EBookClubs

Read Books & Download eBooks Full Online

EBookClubs

Read Books & Download eBooks Full Online

Book The Dark Box

    Book Details:
  • Author : John Cornwell
  • Publisher : Basic Books
  • Release : 2014-03-04
  • ISBN : 0465080499
  • Pages : 304 pages

Download or read book The Dark Box written by John Cornwell and published by Basic Books. This book was released on 2014-03-04 with total page 304 pages. Available in PDF, EPUB and Kindle. Book excerpt: A bestselling journalist exposes the connection between the Catholic Church’s sexual abuse crisis and the practice of confession.

Book Historical Method and Confessional Identity in the Era of the Reformation  1378 1615

Download or read book Historical Method and Confessional Identity in the Era of the Reformation 1378 1615 written by Irena Backus and published by BRILL. This book was released on 2021-10-11 with total page 431 pages. Available in PDF, EPUB and Kindle. Book excerpt: This volume deals with the basic problem of how theologians of all confessions handled ancient, mainly Christian, history in the Reformation era. The author argues that far from being a mere tool of religious controversy, history was used throughout the 16th century to express profound religious and theological convictions and that historians and theologians of different confessions sought to define their religious identity by recourse to a particular historical method. By carefully comparing the types of historical documents produced by Calvinist, Lutheran and Roman Catholic circles, she throws a new light on patristic editions and manuals, the Centuries of Magdeburg, the Ecclesiastical Annals of Caesar Baronius and various collections of New Testament Apocrypha. Much of this material is examined here for the first time. The book substantially revises existing preconceptions about Reformation historiography and view of the past.

Book The Art of Confession

    Book Details:
  • Author : Christopher Grobe
  • Publisher : NYU Press
  • Release : 2017-11-07
  • ISBN : 1479882089
  • Pages : 320 pages

Download or read book The Art of Confession written by Christopher Grobe and published by NYU Press. This book was released on 2017-11-07 with total page 320 pages. Available in PDF, EPUB and Kindle. Book excerpt: "The Art of Confession tells the history of this cultural shift and of the movement it created in American art: confessionalism. Like realism or romanticism, confessionalism began in one art form, but soon pervaded them all: poetry and comedy in the 1950s and '60s, performance art in the '70s, theater in the '80s, television in the '90s, and online video and social media in the 2000s. Everywhere confessionalism went, it stood against autobiography, the art of the closed book. Instead of just publishing, these artists performed--with, around, and against the text of their lives." --

Book The Priest  the Woman  and the Confessional

Download or read book The Priest the Woman and the Confessional written by Charles Chiniquy and published by . This book was released on 1874 with total page 204 pages.
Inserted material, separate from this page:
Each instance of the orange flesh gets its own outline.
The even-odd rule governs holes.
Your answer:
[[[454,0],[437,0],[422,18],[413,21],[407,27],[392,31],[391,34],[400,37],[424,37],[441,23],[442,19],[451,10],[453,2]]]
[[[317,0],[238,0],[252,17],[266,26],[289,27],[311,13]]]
Available in PDF, EPUB and Kindle. Book excerpt:

Book Confessional Crises and Cultural Politics in Twentieth Century America

Download or read book Confessional Crises and Cultural Politics in Twentieth Century America written by Dave Tell and published by Penn State Press. This book was released on 2012-09-25 with total page 250 pages. Available in PDF, EPUB and Kindle. Book excerpt: Confessional Crises and Cultural Politics in Twentieth-Century America revolutionizes how we think about confession and its ubiquitous place in American culture. It argues that the sheer act of labeling a text a confession has become one of the most powerful, and most overlooked, forms of intervening in American cultural politics. In the twentieth century alone, the genre of confession has profoundly shaped (and been shaped by) six of America’s most intractable cultural issues: sexuality, class, race, violence, religion, and democracy.

Book The Confessional

Download or read book The Confessional written by J.L. Powers and published by Laurel Leaf. This book was released on 2009-01-13 with total page 306 pages. Available in PDF, EPUB and Kindle. Book excerpt: When longtime animosities between a Mexican and a white American student at a Texas high school finally flare into violence, one ends up in the hospital with a broken arm and a fractured ego. A few hours later, the other ends up dead. In the reverb, friends and enemies alike are left to grapple with loss, suspicion, and rapidly escalating racial tensions. Narrated with brutal candor by six boys—each with a very different take on the week’s events—The Confessional blends murder mystery, contemporary politics, and high school drama to create a gritty, fast-paced read.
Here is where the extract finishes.